The campaign for president in 2012 has once again raised the usually dormant issue of whether or not America was founded as a Christian nation. The assertion that it was has been declared almost unanimously by the Religious Right, and now with candidates Rick Santorum and Newt Gingrich making similar statements and voters claiming that President Obama is not really a Christian, we are once again engaged in this controversy.
The Religious Right assumes that even though no positive statement from the founders saying that we are a Christian nation can be found among the founding documents, they just assume that the Christian faith is the founding faith. And since no specific negative statement was found either, that is until 200 years later in 1997, there the argument stood.
The wonderful irony of the resolution of the controversy is that it has a Muslim source.
During the 1790s pirates along the Barbary coast in North Africa were harassing and attacking American shipping in the Mediterranean. After some negotiations with Tripoli, a peace treaty was signed in 1796. The treaty is a short document, only a little more than 800 words, but Article 11 makes a clear statement about the issue of a Christian founding. It reads as follows:
Art. 11. As the Government of the United States of America is not, in any sense, founded on the Christian religion; as it has in itself no character of enmity against the laws, religion, or tranquillity, of Mussulmen; and, as the said States never entered into any war, or act of hostility against any Mahometan nation, it is declared by the parties, that no pretext arising from religious opinions, shall ever produce an interruption of the harmony existing between the two countries.
When President John Adams proclaimed the treaty to the nation, his declaration said in part:
Now be it known, that I John Adams, President of the United States of America, having seen and considered the said Treaty do, by and with the advice and consent of the Senate, accept, ratify, and confirm the same, and every clause and article thereof.

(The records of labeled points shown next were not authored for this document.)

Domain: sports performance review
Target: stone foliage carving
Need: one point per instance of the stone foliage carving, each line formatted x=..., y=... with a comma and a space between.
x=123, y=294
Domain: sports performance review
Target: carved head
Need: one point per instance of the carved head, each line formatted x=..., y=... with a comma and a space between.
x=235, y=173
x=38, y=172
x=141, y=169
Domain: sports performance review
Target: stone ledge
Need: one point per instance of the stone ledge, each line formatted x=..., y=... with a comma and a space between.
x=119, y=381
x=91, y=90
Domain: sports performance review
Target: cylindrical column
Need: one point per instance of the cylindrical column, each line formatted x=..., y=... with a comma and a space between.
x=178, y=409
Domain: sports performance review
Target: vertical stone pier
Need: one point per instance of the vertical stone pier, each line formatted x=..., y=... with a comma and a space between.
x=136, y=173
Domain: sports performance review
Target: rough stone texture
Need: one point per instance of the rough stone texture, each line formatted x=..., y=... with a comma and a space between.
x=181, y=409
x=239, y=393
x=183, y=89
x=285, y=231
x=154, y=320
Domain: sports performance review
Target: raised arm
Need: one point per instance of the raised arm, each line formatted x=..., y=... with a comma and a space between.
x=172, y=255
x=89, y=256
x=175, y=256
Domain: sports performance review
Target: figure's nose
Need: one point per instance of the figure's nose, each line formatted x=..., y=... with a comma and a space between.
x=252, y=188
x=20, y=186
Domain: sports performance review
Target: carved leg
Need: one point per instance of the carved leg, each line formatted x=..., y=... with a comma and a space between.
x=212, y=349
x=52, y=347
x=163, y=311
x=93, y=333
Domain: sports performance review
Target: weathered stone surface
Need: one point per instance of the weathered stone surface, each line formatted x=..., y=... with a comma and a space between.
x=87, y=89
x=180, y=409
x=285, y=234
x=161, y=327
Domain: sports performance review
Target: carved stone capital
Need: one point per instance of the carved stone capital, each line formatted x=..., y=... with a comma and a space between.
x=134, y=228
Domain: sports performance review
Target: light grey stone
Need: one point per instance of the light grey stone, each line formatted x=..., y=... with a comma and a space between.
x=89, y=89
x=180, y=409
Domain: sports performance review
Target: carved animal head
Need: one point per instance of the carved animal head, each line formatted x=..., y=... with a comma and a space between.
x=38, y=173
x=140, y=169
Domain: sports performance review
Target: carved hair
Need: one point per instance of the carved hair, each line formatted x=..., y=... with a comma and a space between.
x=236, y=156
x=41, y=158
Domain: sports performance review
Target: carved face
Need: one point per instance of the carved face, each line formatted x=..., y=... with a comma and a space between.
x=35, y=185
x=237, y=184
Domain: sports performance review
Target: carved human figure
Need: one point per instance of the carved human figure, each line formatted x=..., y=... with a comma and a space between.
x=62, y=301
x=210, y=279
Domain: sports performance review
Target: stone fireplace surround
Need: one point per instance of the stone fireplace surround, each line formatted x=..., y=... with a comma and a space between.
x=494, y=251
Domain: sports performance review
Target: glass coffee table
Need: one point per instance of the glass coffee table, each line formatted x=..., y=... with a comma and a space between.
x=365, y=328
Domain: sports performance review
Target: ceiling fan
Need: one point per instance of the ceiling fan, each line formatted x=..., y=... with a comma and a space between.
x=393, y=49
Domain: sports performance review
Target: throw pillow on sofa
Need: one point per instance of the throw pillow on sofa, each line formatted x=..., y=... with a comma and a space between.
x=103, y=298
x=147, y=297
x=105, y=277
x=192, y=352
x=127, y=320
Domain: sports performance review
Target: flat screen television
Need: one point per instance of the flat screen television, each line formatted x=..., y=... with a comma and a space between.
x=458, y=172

Here is the negative statement that many have searched for in the writings of the founders, and, ironically, it appears in a treaty with a Muslim nation. The simple truth is that as a religion, Christianity is not in danger of being wiped out in America. There is no need, therefore, for its leaders to try and wrest control of the government in order to preserve its non-existent Christian source, or for that matter, to proclaim otherwise.
What could be clearer than "the United States of America is not, in any sense, founded on the Christian religion?" Even the phrase "in any sense" was seen as necessary to assert forever the principle of religious neutrality.